At the same time, the Fed is careful not to apply the brakes too hard, as that could risk pushing the economy into a recession when it may not be necessary. Policy changes often have delayed effects, and it can take months for the full impact of interest rate increases to materialize.
(With contribution from agencies)
THE fedThe central bank’s decision to keep its policy rate between 5.25 percent and 5.50 percent gives policymakers time to « evaluate additional information and its implications for monetary policy, » the central bank said in a press release.
The Fed’s goal in holding these rates is to calm demand, hoping to encourage businesses to slow their price increases. Despite the economy’s recent resilience, with particularly robust growth this summer, inflation has gradually declined since its 2022 peak, falling to 3.4% in September from more than 7%.
Federal Reserve policymakers are now focused on returning inflation to the central bank’s 2% target. The combination of economic strength and moderating inflation has given them hope of a relatively smooth « soft landing » in which the economy gradually calms down without significant disruptions.
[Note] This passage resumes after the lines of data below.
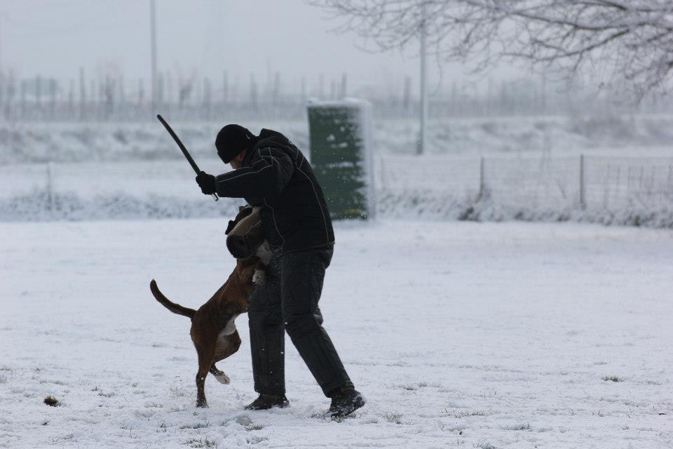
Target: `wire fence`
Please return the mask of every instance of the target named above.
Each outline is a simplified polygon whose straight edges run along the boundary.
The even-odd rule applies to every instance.
[[[673,210],[673,156],[383,156],[383,192],[433,192],[529,208]]]
[[[206,170],[222,169],[217,159],[201,162]],[[374,174],[377,196],[386,201],[379,205],[383,216],[386,210],[392,216],[400,210],[414,216],[434,208],[443,210],[435,215],[452,217],[453,212],[446,211],[459,203],[504,208],[513,211],[507,216],[515,218],[524,213],[517,211],[535,219],[569,210],[636,211],[641,215],[665,212],[666,220],[673,217],[673,156],[384,155],[374,159]],[[158,201],[174,209],[179,204],[182,211],[171,213],[178,216],[199,216],[205,206],[196,204],[200,193],[193,177],[179,159],[0,166],[0,219],[20,219],[23,213],[17,211],[28,207],[27,203],[34,215],[26,215],[29,220],[67,219],[69,208],[77,208],[77,217],[86,217],[87,208],[95,209],[92,213],[96,217],[114,218],[119,210],[125,210],[125,217],[142,217],[156,210]],[[110,208],[109,213],[97,210],[100,203]]]

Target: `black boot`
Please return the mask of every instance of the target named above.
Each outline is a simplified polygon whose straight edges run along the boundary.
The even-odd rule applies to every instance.
[[[327,414],[333,418],[341,418],[353,413],[365,402],[365,396],[352,387],[341,388],[332,396],[332,405]]]
[[[268,410],[273,407],[285,408],[290,406],[290,401],[285,394],[265,394],[261,393],[259,397],[245,406],[245,410]]]

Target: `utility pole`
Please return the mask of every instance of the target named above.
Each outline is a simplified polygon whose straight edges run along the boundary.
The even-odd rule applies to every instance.
[[[416,151],[422,154],[426,149],[426,128],[428,121],[428,93],[426,86],[426,34],[427,32],[426,2],[421,6],[421,132]]]
[[[152,63],[152,114],[156,113],[157,83],[156,83],[156,8],[155,0],[149,0],[150,15],[150,46]]]

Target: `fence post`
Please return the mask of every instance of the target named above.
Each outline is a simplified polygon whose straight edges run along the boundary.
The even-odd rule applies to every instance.
[[[587,208],[587,187],[584,179],[584,154],[580,154],[580,207],[583,209]]]
[[[54,211],[54,189],[53,189],[53,163],[47,163],[47,200],[49,202],[49,211]]]

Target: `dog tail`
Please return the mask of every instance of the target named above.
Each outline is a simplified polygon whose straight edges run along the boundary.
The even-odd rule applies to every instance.
[[[168,298],[163,295],[163,293],[161,293],[159,288],[156,286],[156,281],[154,279],[152,279],[152,281],[149,283],[149,289],[152,290],[152,295],[154,295],[156,300],[174,314],[184,315],[191,319],[194,316],[194,314],[196,313],[196,311],[193,309],[189,309],[179,304],[172,302]]]

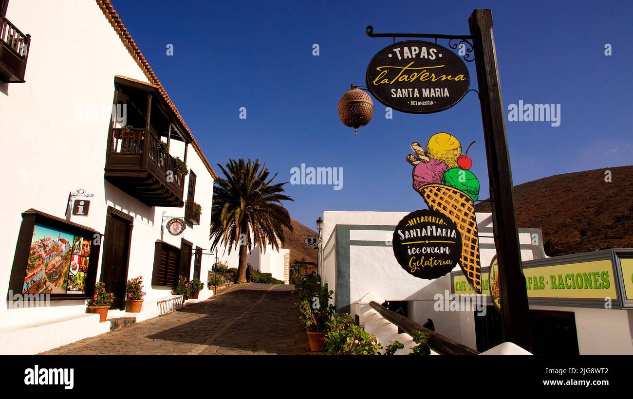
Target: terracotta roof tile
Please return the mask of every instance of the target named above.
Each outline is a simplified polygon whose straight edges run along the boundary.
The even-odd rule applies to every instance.
[[[101,11],[103,11],[104,15],[108,18],[110,21],[110,25],[114,28],[115,31],[118,35],[119,37],[121,38],[121,41],[123,42],[123,46],[127,49],[127,51],[130,52],[130,54],[134,58],[136,61],[136,63],[139,64],[139,66],[143,71],[145,74],[146,77],[147,77],[147,80],[149,83],[156,86],[158,89],[158,92],[160,93],[161,95],[163,97],[163,100],[173,111],[173,113],[176,114],[176,117],[178,118],[179,121],[184,126],[185,130],[187,134],[189,136],[191,139],[191,145],[196,150],[196,152],[200,156],[200,158],[202,159],[204,165],[206,166],[207,169],[208,169],[209,173],[213,177],[214,179],[218,178],[218,175],[216,175],[215,171],[211,167],[211,164],[207,160],[206,157],[204,156],[204,152],[200,149],[198,145],[197,142],[196,141],[196,138],[194,137],[193,134],[191,133],[191,130],[189,130],[187,123],[185,123],[184,120],[182,118],[182,116],[180,115],[180,113],[179,112],[178,109],[176,108],[176,106],[172,101],[172,99],[169,97],[169,95],[167,94],[167,92],[165,91],[165,88],[163,87],[163,85],[161,84],[160,81],[158,80],[158,78],[154,75],[154,71],[152,70],[151,66],[149,66],[149,63],[143,56],[141,50],[136,46],[136,43],[134,42],[132,36],[128,32],[127,29],[125,28],[125,26],[123,25],[123,21],[121,21],[121,18],[119,17],[118,14],[115,11],[114,7],[110,3],[110,0],[96,0],[97,4],[99,4],[99,8],[101,8]]]

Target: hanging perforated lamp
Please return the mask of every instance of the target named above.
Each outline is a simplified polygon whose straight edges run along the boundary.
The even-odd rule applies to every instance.
[[[354,128],[358,135],[358,128],[369,123],[373,116],[372,97],[354,85],[339,100],[339,118],[343,125]]]

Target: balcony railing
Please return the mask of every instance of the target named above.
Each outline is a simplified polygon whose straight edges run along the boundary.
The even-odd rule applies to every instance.
[[[145,129],[112,129],[105,178],[150,206],[182,206],[184,177],[159,142]]]
[[[200,224],[200,214],[196,211],[196,202],[192,201],[185,202],[185,221],[194,226]]]
[[[30,35],[25,35],[4,16],[0,16],[0,80],[24,82]]]

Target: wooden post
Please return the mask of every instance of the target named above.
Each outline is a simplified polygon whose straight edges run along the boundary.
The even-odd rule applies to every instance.
[[[486,140],[494,243],[499,264],[503,338],[506,341],[513,342],[527,350],[531,350],[527,290],[521,269],[505,112],[492,35],[492,11],[475,9],[468,19],[468,23],[473,37]]]

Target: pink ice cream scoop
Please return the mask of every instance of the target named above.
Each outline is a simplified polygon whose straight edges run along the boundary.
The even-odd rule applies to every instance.
[[[413,169],[413,188],[416,191],[427,184],[441,184],[448,166],[439,159],[420,162]]]

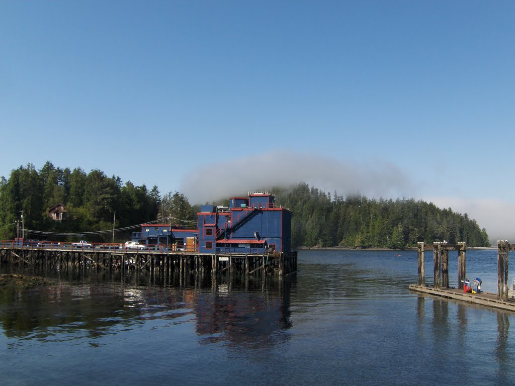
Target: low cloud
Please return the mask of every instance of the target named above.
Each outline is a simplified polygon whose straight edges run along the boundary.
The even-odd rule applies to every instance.
[[[188,172],[180,188],[192,203],[203,203],[273,186],[303,182],[332,195],[379,198],[407,197],[410,180],[384,160],[359,164],[315,154],[272,151]]]
[[[423,199],[438,207],[451,208],[475,220],[479,227],[486,229],[492,245],[497,240],[515,242],[515,204],[496,199],[463,199],[457,197],[426,197]]]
A central question facing Fed officials is whether they will need to implement one final rate hike in the coming months, a possibility they have not ruled out. In its post-meeting statement, the Fed emphasized that it takes into account factors such as cumulative monetary policy tightening, the time it takes for such policy changes to impact the economy and various developments economic and financial.
At their previous meeting in September, policymakers predicted that an additional quarter-point increase in rates would likely be needed by the end of 2023. However, they did not provide updated economic projections at the time. of this meeting, with the next set scheduled to be released after the end of 2023. Fed meeting in December. Conditions have changed, notably due to a notable increase in long-term interest rates on financial markets. While the Fed manages short-term borrowing costs, long-term rates adjust with a delay for a variety of reasons. The recent rise in these rates has made mortgages and corporate debt more expensive, potentially helping to cool the economy and reducing the need for further rate hikes.
The Fed acknowledged that tightening financial and credit conditions for households and businesses would likely have a dampening effect on economic activity, hiring and inflation.
Jerome Powell, the Fed Chairman, was scheduled to hold a news conference, where he could offer additional insight into how the Fed assesses rising long-term rates alongside recent signs of a robust economy.
Although the Fed’s actions have had some impact on sectors like the housing market, the labor market has continued to show resilience. Hiring has slowed but remains faster than pre-pandemic levels, and wage growth, while slowing, remains above pre-2020 rates.
As Americans get jobs and wage increases, they continue to spend, often exceeding economists’ expectations, resulting in faster overall growth than initially expected a year and a half after the Fed’s efforts began. to curb inflation.
In their statement, Fed officials upgraded their assessment of the economy, describing it as expanding at a « strong » pace, a change from the previous characterization of « strong. »
Current economic strength presents a potential challenge for central bankers if it persists. If consumers maintain strong demand for goods and services, businesses could continue to raise prices, making it harder to eliminate the vestiges of rapid inflation. Therefore, policymakers closely monitor the dynamics of the economy when deliberating their future policy decisions.
At the same time, the Fed is careful not to apply the brakes too hard, as that could risk pushing the economy into a recession when it may not be necessary. Policy changes often have delayed effects, and it can take months for the full impact of interest rate increases to materialize.